Missing the Sparkle

Considering that Goenka Diamonds' public issue may not lead to any significant improvement in its growth, investors can give it a miss

Goenka Diamond and Jewels is another company in the gems and jwellery sector to enter the capital market with an initial public offering this year. It intends to use the proceeds of the offer to ramp up its retail activities, set up diamond processing and jewellery manufacturing facilities, invest in its subsidiaries and support the working capital requirement for the jewellery business.

Goenka D & J is offering 10 million shares of face value of Rs 10 each in the price range of Rs 135-145 per share. The issue will constitute about 30.9% of the post-issue paid-up capital.

Businsess: The company has an integrated business model that includes sourcing of rough diamonds through various sources including its Russian subsidiary, MB Diamond. Then it cuts and polishes these diamonds for exports and jewellery manufacturing and markets jewellery through its retail stores.

The company owns diamond-processing units in a SEZ at Surat and Mumbai with a capacity of 60,000 and 15,000 carat per year, respectively. It also has a unit in Mumbai. Exports account for nearly 75% of its revenues with Russia, Malaysia being its major markets. Goenka D & S has also has forayed into retailing of jewelleries through two brands ? G WILD and CERES. It owns five G WILD and one CERES stores.

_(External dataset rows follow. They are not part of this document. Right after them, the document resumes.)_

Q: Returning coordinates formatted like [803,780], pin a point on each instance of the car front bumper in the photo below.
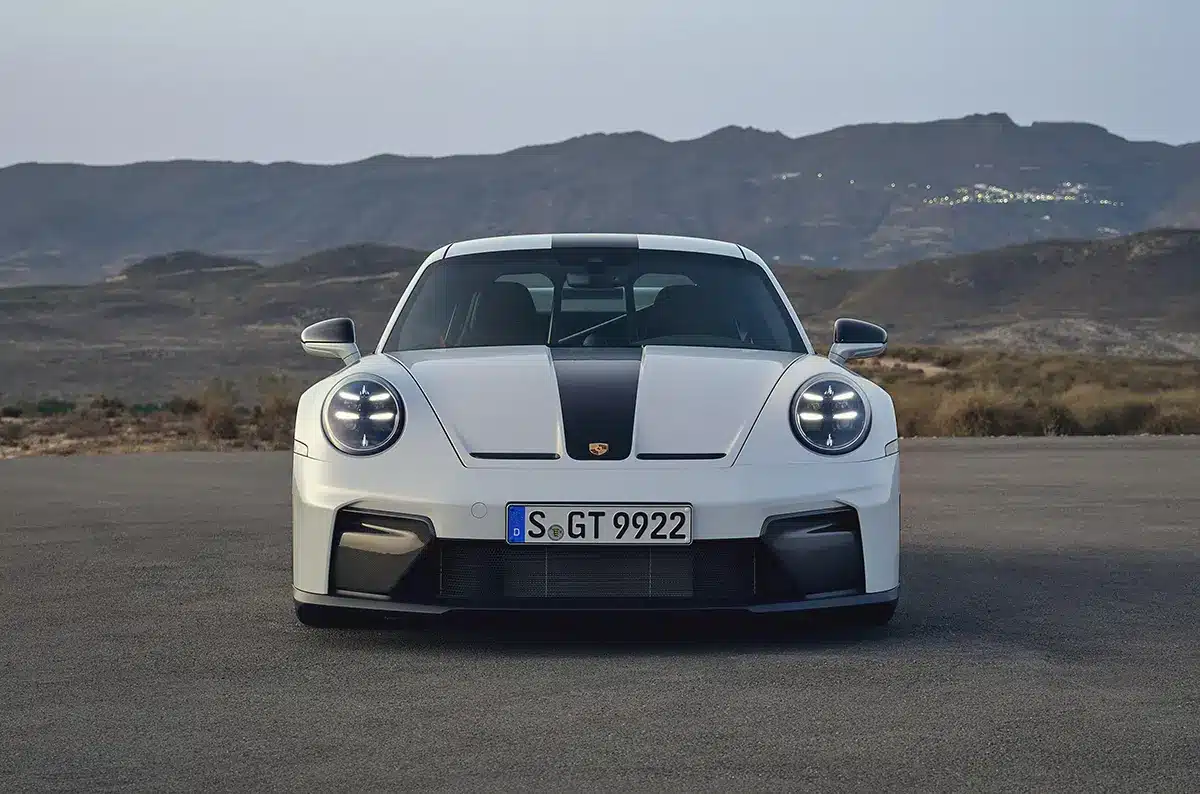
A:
[765,539]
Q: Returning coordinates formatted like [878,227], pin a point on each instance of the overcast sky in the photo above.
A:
[330,80]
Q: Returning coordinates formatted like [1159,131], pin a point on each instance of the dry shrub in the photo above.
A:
[276,410]
[985,411]
[915,405]
[11,433]
[107,407]
[87,426]
[1109,411]
[219,410]
[1176,413]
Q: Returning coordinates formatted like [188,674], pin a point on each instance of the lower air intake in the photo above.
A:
[706,571]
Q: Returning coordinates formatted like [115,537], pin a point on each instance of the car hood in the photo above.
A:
[654,403]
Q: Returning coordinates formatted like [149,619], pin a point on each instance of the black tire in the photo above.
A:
[873,614]
[318,617]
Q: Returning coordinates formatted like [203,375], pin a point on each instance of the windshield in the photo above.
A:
[594,298]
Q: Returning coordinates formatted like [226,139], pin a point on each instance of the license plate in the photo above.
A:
[599,524]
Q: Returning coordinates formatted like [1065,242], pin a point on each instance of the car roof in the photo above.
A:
[592,240]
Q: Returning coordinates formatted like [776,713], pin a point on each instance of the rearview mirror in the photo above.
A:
[856,340]
[331,340]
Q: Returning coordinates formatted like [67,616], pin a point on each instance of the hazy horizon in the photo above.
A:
[133,80]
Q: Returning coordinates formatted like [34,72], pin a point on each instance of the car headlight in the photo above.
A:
[363,415]
[831,415]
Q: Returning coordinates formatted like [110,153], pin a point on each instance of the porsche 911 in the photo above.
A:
[594,422]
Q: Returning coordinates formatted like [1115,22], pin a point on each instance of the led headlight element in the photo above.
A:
[831,415]
[363,415]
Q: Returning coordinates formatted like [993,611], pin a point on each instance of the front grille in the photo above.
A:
[705,572]
[797,557]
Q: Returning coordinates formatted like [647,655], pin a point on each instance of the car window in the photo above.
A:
[594,298]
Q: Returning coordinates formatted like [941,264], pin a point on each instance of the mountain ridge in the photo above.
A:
[180,319]
[859,196]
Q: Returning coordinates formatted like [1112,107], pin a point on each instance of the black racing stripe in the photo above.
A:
[593,241]
[598,394]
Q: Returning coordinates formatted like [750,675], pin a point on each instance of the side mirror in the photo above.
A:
[331,340]
[856,340]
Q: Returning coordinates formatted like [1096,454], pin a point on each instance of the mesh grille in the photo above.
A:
[709,571]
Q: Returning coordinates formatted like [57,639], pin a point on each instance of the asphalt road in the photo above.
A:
[1047,641]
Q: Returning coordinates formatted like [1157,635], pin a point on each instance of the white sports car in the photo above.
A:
[593,421]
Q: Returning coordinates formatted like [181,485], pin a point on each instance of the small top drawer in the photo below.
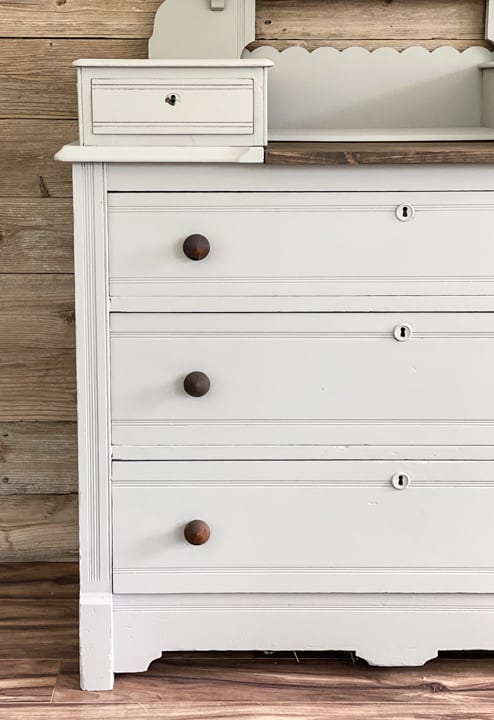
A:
[174,104]
[280,248]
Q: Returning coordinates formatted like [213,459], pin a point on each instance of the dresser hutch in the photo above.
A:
[285,346]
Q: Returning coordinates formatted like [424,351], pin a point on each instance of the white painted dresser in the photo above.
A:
[285,385]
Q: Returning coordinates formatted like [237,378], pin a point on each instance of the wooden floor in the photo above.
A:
[39,678]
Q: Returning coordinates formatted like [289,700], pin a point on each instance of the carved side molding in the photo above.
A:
[489,21]
[202,29]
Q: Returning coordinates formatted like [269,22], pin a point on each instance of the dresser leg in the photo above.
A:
[96,641]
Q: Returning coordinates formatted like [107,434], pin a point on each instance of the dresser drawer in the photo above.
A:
[302,378]
[271,245]
[178,104]
[303,527]
[173,108]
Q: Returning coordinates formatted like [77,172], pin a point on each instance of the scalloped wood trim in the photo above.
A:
[360,92]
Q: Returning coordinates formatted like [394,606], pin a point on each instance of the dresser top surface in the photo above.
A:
[149,63]
[379,153]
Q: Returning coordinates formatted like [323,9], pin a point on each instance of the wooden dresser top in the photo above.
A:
[379,153]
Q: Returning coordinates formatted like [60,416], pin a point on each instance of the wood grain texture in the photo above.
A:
[251,678]
[395,153]
[45,628]
[27,167]
[37,311]
[38,620]
[36,236]
[360,19]
[28,681]
[74,19]
[37,385]
[38,458]
[276,19]
[185,709]
[34,580]
[28,69]
[372,43]
[38,527]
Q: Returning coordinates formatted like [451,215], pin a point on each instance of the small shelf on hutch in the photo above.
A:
[381,96]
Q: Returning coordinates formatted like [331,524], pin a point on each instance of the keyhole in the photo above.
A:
[402,333]
[400,481]
[405,213]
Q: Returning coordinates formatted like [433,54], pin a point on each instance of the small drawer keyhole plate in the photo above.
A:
[403,332]
[405,212]
[400,481]
[172,99]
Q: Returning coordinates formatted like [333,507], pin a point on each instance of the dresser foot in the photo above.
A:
[96,642]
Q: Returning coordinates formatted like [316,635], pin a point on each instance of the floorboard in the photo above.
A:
[39,673]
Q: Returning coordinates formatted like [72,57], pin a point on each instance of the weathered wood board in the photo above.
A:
[36,236]
[38,458]
[38,527]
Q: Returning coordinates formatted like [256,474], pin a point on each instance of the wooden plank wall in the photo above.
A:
[38,41]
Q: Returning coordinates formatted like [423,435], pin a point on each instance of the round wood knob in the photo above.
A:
[196,247]
[197,384]
[197,532]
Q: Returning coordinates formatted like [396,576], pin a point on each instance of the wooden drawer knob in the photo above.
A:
[196,247]
[197,384]
[197,532]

Expansion Plans: A major portion of the proceeds (about 88%) will be utilised to meet the working capital of the jewellery business and invested in the loss-making Russian arm. A share of the proceeds will be used for increasing the number of G WILD and CERES stores to 22 and 3, respectively by FY12 and FY11. About 6% of its proceeds will be used to set up another jewellery making and diamond processing unit in Mumbai.

Financials: In the past three financial years, standalone revenue and net profit have grown at (CAGR) of 146% and 218%, respectively. While the cash profit has grown on the similar line (CAGR of about 200%), net cash flow from operating activities has remained negative and has expanded by a CAGR of 60% in the period. The consolidated sales doubled in FY09 while profit margins hit by growth in input expense and 90% growth in interest cost. For nine months ended December 2009, profit margins showed a rebound.

Risks: While the sector itself has a high working capital requirement, it has grown by a CAGR of 133% in the past three financial years that is much higher than its peers, such as Renaissance Jewellery and Gitanjali Gems. Moreover, the inventories have also showed a higher CAGR of 110% compared to the industry average of about 30-45%.

Valuation: Post-issue, the company will be valued at 9.8 times its annualised consolidated earnings for the first three quarters of FY10 at the lower end of the prize band and 10.5 times at the higher end. The valuation thus is higher compared to the P/E ratio of established players, such as Su-Raj Diamonds, Renaissance Jewellery and Gitanjali Gems in the range of 5.5-7. Given that the company has a very high working capital requirement for which it is also planning to utilise a major portion of the proceeds, IPO may not lead to any significant improvement in the company's revenue and profit growth. This besides the fact that the company has failed to generate positive operating cash flow in the past three financial years, investors could avoid this issue.